Namun sekali lagi, mereka (para menteri) pada saat itu lebih memilih diam. Dan belakangan (saat ini), kelakuan busuk itu barulah terungkap. Lalu kepala, mulut dan mata rakyat pun hanya bisa bergeleng-geleng, melongo dan terbelalak menatap Nazaruddin, Angelina Sondakh, Anas Urbaningrum, Menteri Pemuda dan Olahraga Andi Mallarangeng, Menteri ESDM Jero Wacik, Menteri Agama Suryadharma Ali, semuanya terjerat kasus korupsi.

Olehnya itu, rakyat tentu saat ini merasa sangat tertipu dengan pola komunikasi yang “tenang” dan penampilan yang “diam” para menteri di era SBY yang seolah-olah berkata, bahwa tak ada penyelewengan di dalam tubuh pemerintahan SBY.

Padahal nyatanya, di dalam pemerintahan terjadi kegiatan bisnis haram secara berjamaah, yakni saling asyik melahap anggaran APBN melalui kegiatan proyek-proyek, --persis tapi tak serupa seperti yang saat ini sedang berlangsung di era Presiden Jokowi. Lalu apakah sosok pro-rakyat seperti Rizal Ramli yang saat ini jadi menteri harus juga diam dan pura-pura tak tahu dengan “bahaya” yang mengancam dapat merugikan bangsa dan negara ini?

Sehingga itu, pola komunikasi Rizal Ramli memanglah sangat tidak sehat bagi mereka yang tidak ingin sehat.

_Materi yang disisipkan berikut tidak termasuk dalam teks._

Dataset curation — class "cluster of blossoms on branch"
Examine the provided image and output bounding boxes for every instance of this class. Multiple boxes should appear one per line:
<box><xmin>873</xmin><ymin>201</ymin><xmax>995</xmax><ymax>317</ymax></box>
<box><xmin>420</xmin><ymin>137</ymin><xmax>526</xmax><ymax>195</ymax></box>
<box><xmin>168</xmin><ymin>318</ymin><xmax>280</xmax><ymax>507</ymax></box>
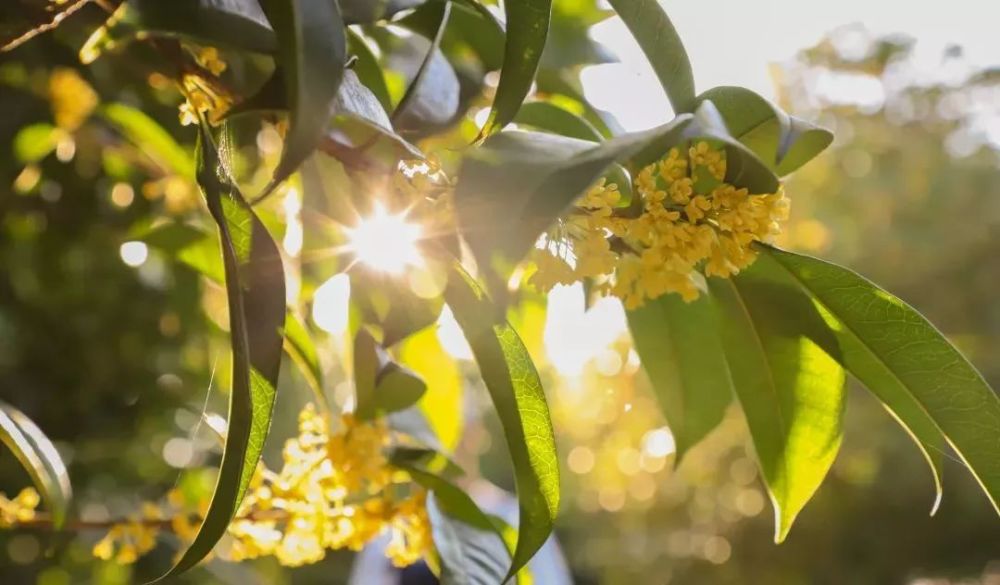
<box><xmin>531</xmin><ymin>142</ymin><xmax>790</xmax><ymax>307</ymax></box>
<box><xmin>0</xmin><ymin>405</ymin><xmax>432</xmax><ymax>569</ymax></box>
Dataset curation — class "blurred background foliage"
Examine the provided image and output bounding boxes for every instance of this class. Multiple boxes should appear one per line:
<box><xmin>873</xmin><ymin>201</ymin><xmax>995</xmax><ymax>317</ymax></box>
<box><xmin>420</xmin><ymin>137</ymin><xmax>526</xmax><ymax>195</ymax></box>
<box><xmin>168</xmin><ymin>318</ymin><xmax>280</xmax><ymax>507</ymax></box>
<box><xmin>0</xmin><ymin>3</ymin><xmax>998</xmax><ymax>584</ymax></box>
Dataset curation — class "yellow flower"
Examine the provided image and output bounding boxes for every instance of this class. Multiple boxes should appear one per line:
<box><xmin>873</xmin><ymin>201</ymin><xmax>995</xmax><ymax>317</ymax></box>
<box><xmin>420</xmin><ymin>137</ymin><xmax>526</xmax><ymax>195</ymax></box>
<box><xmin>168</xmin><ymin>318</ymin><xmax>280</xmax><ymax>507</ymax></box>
<box><xmin>178</xmin><ymin>74</ymin><xmax>230</xmax><ymax>126</ymax></box>
<box><xmin>48</xmin><ymin>68</ymin><xmax>98</xmax><ymax>131</ymax></box>
<box><xmin>0</xmin><ymin>487</ymin><xmax>41</xmax><ymax>527</ymax></box>
<box><xmin>195</xmin><ymin>47</ymin><xmax>227</xmax><ymax>76</ymax></box>
<box><xmin>92</xmin><ymin>520</ymin><xmax>160</xmax><ymax>564</ymax></box>
<box><xmin>530</xmin><ymin>141</ymin><xmax>789</xmax><ymax>306</ymax></box>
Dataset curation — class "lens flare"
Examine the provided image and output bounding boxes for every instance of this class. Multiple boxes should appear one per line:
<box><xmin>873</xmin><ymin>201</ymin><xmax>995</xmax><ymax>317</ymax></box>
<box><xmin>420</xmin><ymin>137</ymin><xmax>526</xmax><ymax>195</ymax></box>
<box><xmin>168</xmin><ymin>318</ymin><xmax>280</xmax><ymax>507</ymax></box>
<box><xmin>345</xmin><ymin>204</ymin><xmax>422</xmax><ymax>274</ymax></box>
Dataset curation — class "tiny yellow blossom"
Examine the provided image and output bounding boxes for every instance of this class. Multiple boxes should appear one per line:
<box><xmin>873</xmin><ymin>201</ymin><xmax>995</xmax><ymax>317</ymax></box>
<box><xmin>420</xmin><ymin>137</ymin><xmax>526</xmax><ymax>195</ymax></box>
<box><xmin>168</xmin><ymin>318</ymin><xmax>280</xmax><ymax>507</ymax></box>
<box><xmin>195</xmin><ymin>47</ymin><xmax>227</xmax><ymax>76</ymax></box>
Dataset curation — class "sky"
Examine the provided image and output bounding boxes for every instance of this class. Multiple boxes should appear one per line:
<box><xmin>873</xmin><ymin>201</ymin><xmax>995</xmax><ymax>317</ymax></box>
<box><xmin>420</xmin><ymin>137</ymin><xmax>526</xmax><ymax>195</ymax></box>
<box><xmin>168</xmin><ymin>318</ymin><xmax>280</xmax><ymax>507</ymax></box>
<box><xmin>582</xmin><ymin>0</ymin><xmax>1000</xmax><ymax>131</ymax></box>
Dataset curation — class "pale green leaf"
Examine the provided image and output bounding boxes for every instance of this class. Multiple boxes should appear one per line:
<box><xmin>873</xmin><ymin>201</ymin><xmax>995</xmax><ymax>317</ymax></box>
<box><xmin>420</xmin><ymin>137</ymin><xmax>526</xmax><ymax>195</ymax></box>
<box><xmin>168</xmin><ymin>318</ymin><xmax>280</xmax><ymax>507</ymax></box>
<box><xmin>759</xmin><ymin>245</ymin><xmax>1000</xmax><ymax>515</ymax></box>
<box><xmin>709</xmin><ymin>276</ymin><xmax>846</xmax><ymax>542</ymax></box>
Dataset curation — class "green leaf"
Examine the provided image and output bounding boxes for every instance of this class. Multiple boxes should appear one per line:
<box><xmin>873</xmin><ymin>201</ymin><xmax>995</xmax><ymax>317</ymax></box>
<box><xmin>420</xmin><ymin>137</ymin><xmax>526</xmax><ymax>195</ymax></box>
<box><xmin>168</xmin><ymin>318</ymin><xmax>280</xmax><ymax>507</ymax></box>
<box><xmin>775</xmin><ymin>116</ymin><xmax>835</xmax><ymax>176</ymax></box>
<box><xmin>13</xmin><ymin>123</ymin><xmax>60</xmax><ymax>163</ymax></box>
<box><xmin>79</xmin><ymin>0</ymin><xmax>277</xmax><ymax>61</ymax></box>
<box><xmin>139</xmin><ymin>222</ymin><xmax>225</xmax><ymax>283</ymax></box>
<box><xmin>258</xmin><ymin>0</ymin><xmax>347</xmax><ymax>199</ymax></box>
<box><xmin>606</xmin><ymin>0</ymin><xmax>695</xmax><ymax>114</ymax></box>
<box><xmin>0</xmin><ymin>401</ymin><xmax>72</xmax><ymax>528</ymax></box>
<box><xmin>347</xmin><ymin>29</ymin><xmax>392</xmax><ymax>112</ymax></box>
<box><xmin>387</xmin><ymin>27</ymin><xmax>461</xmax><ymax>132</ymax></box>
<box><xmin>100</xmin><ymin>103</ymin><xmax>194</xmax><ymax>177</ymax></box>
<box><xmin>427</xmin><ymin>493</ymin><xmax>513</xmax><ymax>585</ymax></box>
<box><xmin>355</xmin><ymin>328</ymin><xmax>428</xmax><ymax>420</ymax></box>
<box><xmin>709</xmin><ymin>275</ymin><xmax>846</xmax><ymax>542</ymax></box>
<box><xmin>758</xmin><ymin>245</ymin><xmax>1000</xmax><ymax>515</ymax></box>
<box><xmin>353</xmin><ymin>328</ymin><xmax>380</xmax><ymax>422</ymax></box>
<box><xmin>481</xmin><ymin>0</ymin><xmax>553</xmax><ymax>136</ymax></box>
<box><xmin>283</xmin><ymin>312</ymin><xmax>325</xmax><ymax>406</ymax></box>
<box><xmin>513</xmin><ymin>101</ymin><xmax>631</xmax><ymax>201</ymax></box>
<box><xmin>456</xmin><ymin>117</ymin><xmax>694</xmax><ymax>292</ymax></box>
<box><xmin>627</xmin><ymin>293</ymin><xmax>733</xmax><ymax>463</ymax></box>
<box><xmin>339</xmin><ymin>0</ymin><xmax>425</xmax><ymax>24</ymax></box>
<box><xmin>157</xmin><ymin>125</ymin><xmax>286</xmax><ymax>580</ymax></box>
<box><xmin>695</xmin><ymin>87</ymin><xmax>833</xmax><ymax>176</ymax></box>
<box><xmin>443</xmin><ymin>266</ymin><xmax>558</xmax><ymax>580</ymax></box>
<box><xmin>350</xmin><ymin>267</ymin><xmax>441</xmax><ymax>347</ymax></box>
<box><xmin>395</xmin><ymin>460</ymin><xmax>513</xmax><ymax>585</ymax></box>
<box><xmin>513</xmin><ymin>101</ymin><xmax>602</xmax><ymax>141</ymax></box>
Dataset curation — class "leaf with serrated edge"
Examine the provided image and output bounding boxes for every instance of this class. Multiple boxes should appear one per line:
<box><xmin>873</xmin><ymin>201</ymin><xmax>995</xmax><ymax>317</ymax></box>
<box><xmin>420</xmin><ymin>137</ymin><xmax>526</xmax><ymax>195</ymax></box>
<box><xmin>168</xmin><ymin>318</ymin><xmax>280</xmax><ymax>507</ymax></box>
<box><xmin>709</xmin><ymin>276</ymin><xmax>846</xmax><ymax>542</ymax></box>
<box><xmin>759</xmin><ymin>245</ymin><xmax>1000</xmax><ymax>515</ymax></box>
<box><xmin>443</xmin><ymin>266</ymin><xmax>557</xmax><ymax>580</ymax></box>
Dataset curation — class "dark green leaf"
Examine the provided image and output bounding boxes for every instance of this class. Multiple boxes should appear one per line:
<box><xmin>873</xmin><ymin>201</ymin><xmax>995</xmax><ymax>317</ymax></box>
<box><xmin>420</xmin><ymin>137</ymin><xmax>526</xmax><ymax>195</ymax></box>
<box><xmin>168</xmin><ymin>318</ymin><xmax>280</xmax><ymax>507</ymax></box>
<box><xmin>375</xmin><ymin>363</ymin><xmax>427</xmax><ymax>414</ymax></box>
<box><xmin>395</xmin><ymin>460</ymin><xmax>513</xmax><ymax>585</ymax></box>
<box><xmin>283</xmin><ymin>312</ymin><xmax>325</xmax><ymax>406</ymax></box>
<box><xmin>709</xmin><ymin>275</ymin><xmax>846</xmax><ymax>542</ymax></box>
<box><xmin>606</xmin><ymin>0</ymin><xmax>695</xmax><ymax>114</ymax></box>
<box><xmin>339</xmin><ymin>0</ymin><xmax>425</xmax><ymax>24</ymax></box>
<box><xmin>481</xmin><ymin>0</ymin><xmax>552</xmax><ymax>136</ymax></box>
<box><xmin>258</xmin><ymin>0</ymin><xmax>347</xmax><ymax>198</ymax></box>
<box><xmin>354</xmin><ymin>328</ymin><xmax>380</xmax><ymax>422</ymax></box>
<box><xmin>349</xmin><ymin>267</ymin><xmax>440</xmax><ymax>347</ymax></box>
<box><xmin>758</xmin><ymin>245</ymin><xmax>1000</xmax><ymax>515</ymax></box>
<box><xmin>443</xmin><ymin>266</ymin><xmax>558</xmax><ymax>580</ymax></box>
<box><xmin>627</xmin><ymin>293</ymin><xmax>733</xmax><ymax>463</ymax></box>
<box><xmin>79</xmin><ymin>0</ymin><xmax>277</xmax><ymax>59</ymax></box>
<box><xmin>0</xmin><ymin>401</ymin><xmax>72</xmax><ymax>528</ymax></box>
<box><xmin>387</xmin><ymin>28</ymin><xmax>461</xmax><ymax>132</ymax></box>
<box><xmin>158</xmin><ymin>125</ymin><xmax>286</xmax><ymax>579</ymax></box>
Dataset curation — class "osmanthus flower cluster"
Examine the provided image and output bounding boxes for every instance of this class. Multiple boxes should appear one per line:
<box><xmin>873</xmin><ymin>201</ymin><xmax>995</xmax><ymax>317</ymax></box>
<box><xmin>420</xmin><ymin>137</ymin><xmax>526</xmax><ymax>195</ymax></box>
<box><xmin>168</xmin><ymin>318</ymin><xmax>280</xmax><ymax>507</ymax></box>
<box><xmin>530</xmin><ymin>141</ymin><xmax>790</xmax><ymax>308</ymax></box>
<box><xmin>1</xmin><ymin>403</ymin><xmax>434</xmax><ymax>569</ymax></box>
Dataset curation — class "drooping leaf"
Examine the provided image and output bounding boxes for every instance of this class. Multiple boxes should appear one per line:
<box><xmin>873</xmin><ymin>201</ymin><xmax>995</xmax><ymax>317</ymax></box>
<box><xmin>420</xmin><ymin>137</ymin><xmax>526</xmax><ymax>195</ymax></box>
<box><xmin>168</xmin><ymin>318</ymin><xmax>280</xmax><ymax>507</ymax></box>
<box><xmin>709</xmin><ymin>276</ymin><xmax>846</xmax><ymax>543</ymax></box>
<box><xmin>158</xmin><ymin>125</ymin><xmax>286</xmax><ymax>580</ymax></box>
<box><xmin>392</xmin><ymin>1</ymin><xmax>451</xmax><ymax>121</ymax></box>
<box><xmin>481</xmin><ymin>0</ymin><xmax>553</xmax><ymax>136</ymax></box>
<box><xmin>100</xmin><ymin>103</ymin><xmax>194</xmax><ymax>177</ymax></box>
<box><xmin>395</xmin><ymin>460</ymin><xmax>513</xmax><ymax>585</ymax></box>
<box><xmin>758</xmin><ymin>245</ymin><xmax>1000</xmax><ymax>515</ymax></box>
<box><xmin>627</xmin><ymin>293</ymin><xmax>733</xmax><ymax>463</ymax></box>
<box><xmin>606</xmin><ymin>0</ymin><xmax>695</xmax><ymax>114</ymax></box>
<box><xmin>350</xmin><ymin>267</ymin><xmax>441</xmax><ymax>347</ymax></box>
<box><xmin>79</xmin><ymin>0</ymin><xmax>277</xmax><ymax>61</ymax></box>
<box><xmin>0</xmin><ymin>401</ymin><xmax>72</xmax><ymax>528</ymax></box>
<box><xmin>396</xmin><ymin>0</ymin><xmax>505</xmax><ymax>72</ymax></box>
<box><xmin>443</xmin><ymin>266</ymin><xmax>558</xmax><ymax>580</ymax></box>
<box><xmin>695</xmin><ymin>86</ymin><xmax>833</xmax><ymax>176</ymax></box>
<box><xmin>375</xmin><ymin>363</ymin><xmax>428</xmax><ymax>415</ymax></box>
<box><xmin>139</xmin><ymin>222</ymin><xmax>225</xmax><ymax>283</ymax></box>
<box><xmin>258</xmin><ymin>0</ymin><xmax>347</xmax><ymax>198</ymax></box>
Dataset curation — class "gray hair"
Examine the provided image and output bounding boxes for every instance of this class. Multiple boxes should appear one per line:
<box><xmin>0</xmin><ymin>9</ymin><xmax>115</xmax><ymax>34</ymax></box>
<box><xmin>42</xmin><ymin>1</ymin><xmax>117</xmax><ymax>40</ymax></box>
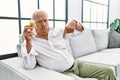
<box><xmin>32</xmin><ymin>10</ymin><xmax>48</xmax><ymax>20</ymax></box>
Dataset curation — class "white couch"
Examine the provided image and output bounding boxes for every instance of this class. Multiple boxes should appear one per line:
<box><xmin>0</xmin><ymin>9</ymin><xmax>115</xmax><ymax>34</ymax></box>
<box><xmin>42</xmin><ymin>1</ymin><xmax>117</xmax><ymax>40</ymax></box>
<box><xmin>0</xmin><ymin>29</ymin><xmax>120</xmax><ymax>80</ymax></box>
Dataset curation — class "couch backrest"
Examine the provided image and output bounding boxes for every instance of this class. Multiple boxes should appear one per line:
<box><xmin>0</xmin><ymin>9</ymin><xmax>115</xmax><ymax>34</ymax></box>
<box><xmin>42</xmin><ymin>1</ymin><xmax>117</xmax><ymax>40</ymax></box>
<box><xmin>68</xmin><ymin>29</ymin><xmax>110</xmax><ymax>58</ymax></box>
<box><xmin>91</xmin><ymin>29</ymin><xmax>109</xmax><ymax>51</ymax></box>
<box><xmin>69</xmin><ymin>29</ymin><xmax>97</xmax><ymax>58</ymax></box>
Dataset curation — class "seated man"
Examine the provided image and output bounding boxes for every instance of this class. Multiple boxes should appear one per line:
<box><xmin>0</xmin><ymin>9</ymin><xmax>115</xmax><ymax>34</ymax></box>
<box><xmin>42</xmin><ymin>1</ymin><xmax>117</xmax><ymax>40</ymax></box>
<box><xmin>21</xmin><ymin>9</ymin><xmax>116</xmax><ymax>80</ymax></box>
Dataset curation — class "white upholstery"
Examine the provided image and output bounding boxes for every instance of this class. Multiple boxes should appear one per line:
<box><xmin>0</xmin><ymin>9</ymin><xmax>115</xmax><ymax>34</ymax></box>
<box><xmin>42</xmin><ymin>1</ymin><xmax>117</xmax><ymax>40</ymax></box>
<box><xmin>92</xmin><ymin>29</ymin><xmax>109</xmax><ymax>51</ymax></box>
<box><xmin>0</xmin><ymin>57</ymin><xmax>97</xmax><ymax>80</ymax></box>
<box><xmin>101</xmin><ymin>48</ymin><xmax>120</xmax><ymax>53</ymax></box>
<box><xmin>108</xmin><ymin>29</ymin><xmax>120</xmax><ymax>48</ymax></box>
<box><xmin>69</xmin><ymin>29</ymin><xmax>97</xmax><ymax>58</ymax></box>
<box><xmin>77</xmin><ymin>52</ymin><xmax>120</xmax><ymax>67</ymax></box>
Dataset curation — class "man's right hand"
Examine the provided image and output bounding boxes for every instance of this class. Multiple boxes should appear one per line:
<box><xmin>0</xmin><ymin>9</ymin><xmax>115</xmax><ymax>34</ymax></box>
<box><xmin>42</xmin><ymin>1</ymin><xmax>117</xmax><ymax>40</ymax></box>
<box><xmin>23</xmin><ymin>25</ymin><xmax>34</xmax><ymax>41</ymax></box>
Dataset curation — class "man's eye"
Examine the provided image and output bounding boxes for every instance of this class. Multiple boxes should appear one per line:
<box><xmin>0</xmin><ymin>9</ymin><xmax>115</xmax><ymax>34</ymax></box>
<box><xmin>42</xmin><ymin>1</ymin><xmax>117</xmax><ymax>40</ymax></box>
<box><xmin>44</xmin><ymin>20</ymin><xmax>46</xmax><ymax>22</ymax></box>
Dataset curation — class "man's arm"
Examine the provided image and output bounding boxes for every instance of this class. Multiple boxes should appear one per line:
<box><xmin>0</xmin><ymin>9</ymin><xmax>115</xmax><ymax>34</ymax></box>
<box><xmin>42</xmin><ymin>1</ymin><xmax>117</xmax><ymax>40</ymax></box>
<box><xmin>63</xmin><ymin>20</ymin><xmax>84</xmax><ymax>37</ymax></box>
<box><xmin>21</xmin><ymin>25</ymin><xmax>37</xmax><ymax>69</ymax></box>
<box><xmin>74</xmin><ymin>20</ymin><xmax>84</xmax><ymax>32</ymax></box>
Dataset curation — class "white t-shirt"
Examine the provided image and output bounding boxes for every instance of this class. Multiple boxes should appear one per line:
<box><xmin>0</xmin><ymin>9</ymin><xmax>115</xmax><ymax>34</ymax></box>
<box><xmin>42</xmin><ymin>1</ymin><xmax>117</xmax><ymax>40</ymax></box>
<box><xmin>21</xmin><ymin>28</ymin><xmax>74</xmax><ymax>72</ymax></box>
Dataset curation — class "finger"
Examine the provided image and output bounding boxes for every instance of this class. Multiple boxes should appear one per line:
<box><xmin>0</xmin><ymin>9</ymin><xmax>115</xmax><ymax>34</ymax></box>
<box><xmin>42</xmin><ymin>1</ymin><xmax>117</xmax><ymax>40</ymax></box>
<box><xmin>24</xmin><ymin>32</ymin><xmax>34</xmax><ymax>38</ymax></box>
<box><xmin>67</xmin><ymin>27</ymin><xmax>74</xmax><ymax>33</ymax></box>
<box><xmin>24</xmin><ymin>27</ymin><xmax>33</xmax><ymax>32</ymax></box>
<box><xmin>23</xmin><ymin>29</ymin><xmax>34</xmax><ymax>35</ymax></box>
<box><xmin>28</xmin><ymin>32</ymin><xmax>34</xmax><ymax>36</ymax></box>
<box><xmin>24</xmin><ymin>25</ymin><xmax>30</xmax><ymax>28</ymax></box>
<box><xmin>24</xmin><ymin>25</ymin><xmax>29</xmax><ymax>32</ymax></box>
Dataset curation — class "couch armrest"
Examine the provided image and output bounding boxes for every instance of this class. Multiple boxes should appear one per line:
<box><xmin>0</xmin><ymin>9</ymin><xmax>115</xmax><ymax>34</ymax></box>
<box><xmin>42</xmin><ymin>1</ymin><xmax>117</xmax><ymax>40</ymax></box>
<box><xmin>17</xmin><ymin>44</ymin><xmax>22</xmax><ymax>57</ymax></box>
<box><xmin>16</xmin><ymin>34</ymin><xmax>25</xmax><ymax>57</ymax></box>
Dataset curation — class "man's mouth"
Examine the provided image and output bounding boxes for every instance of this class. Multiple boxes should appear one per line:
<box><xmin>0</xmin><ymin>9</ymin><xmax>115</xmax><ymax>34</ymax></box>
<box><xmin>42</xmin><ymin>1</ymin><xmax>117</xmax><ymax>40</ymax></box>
<box><xmin>40</xmin><ymin>29</ymin><xmax>47</xmax><ymax>32</ymax></box>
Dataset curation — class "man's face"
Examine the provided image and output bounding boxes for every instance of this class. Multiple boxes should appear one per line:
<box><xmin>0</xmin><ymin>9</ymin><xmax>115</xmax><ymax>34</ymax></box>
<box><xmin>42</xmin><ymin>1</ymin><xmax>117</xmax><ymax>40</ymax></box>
<box><xmin>34</xmin><ymin>14</ymin><xmax>49</xmax><ymax>36</ymax></box>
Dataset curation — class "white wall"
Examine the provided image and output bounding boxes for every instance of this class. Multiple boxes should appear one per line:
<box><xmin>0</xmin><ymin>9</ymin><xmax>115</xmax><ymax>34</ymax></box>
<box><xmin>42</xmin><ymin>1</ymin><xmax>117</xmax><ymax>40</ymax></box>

Atau dengan kata lain, pola komunikasi Rizal Ramli tidak waras bagi mereka yang memang tidak waras.

Jika menteri-menteri waras dituntut agar selalu diam ketika mengetahui adanya “bahaya” yang mengancam negara ini, maka menteri-menteri (pejabat negara) yang tak waras alias gila yang akan menguasai negara ini.

Ingatlah, bangsa dan negara ini tidak akan hancur hanya karena tukang kritik seperti Rizal Ramli yang cenderung mengingatkan dan menunjukkan jalan tepat bagi pemimpin dan rakyatnya. Tapi bangsa dan negara ini akan hancur justru oleh para PENGPENG (PengUASA rangkap PengUSAHA). Mengapa?

Sebab, di dalam tubuh PENGPENG terdapat jiwa neo-liberalisme, neo-kapitalisme, neofeodalisme dan neo-kolonialisme yang jelas-jelas bertentangan dengan UUD 1945, Pancasila, Trisakri, juga program Nawacita. Lalu manakah yang sehat, pola komunikasi jurus PENGPENG yang menganut status quo atau pola komunikasi jurus ngepret Rajawali Bangkit yang pro-perubahan?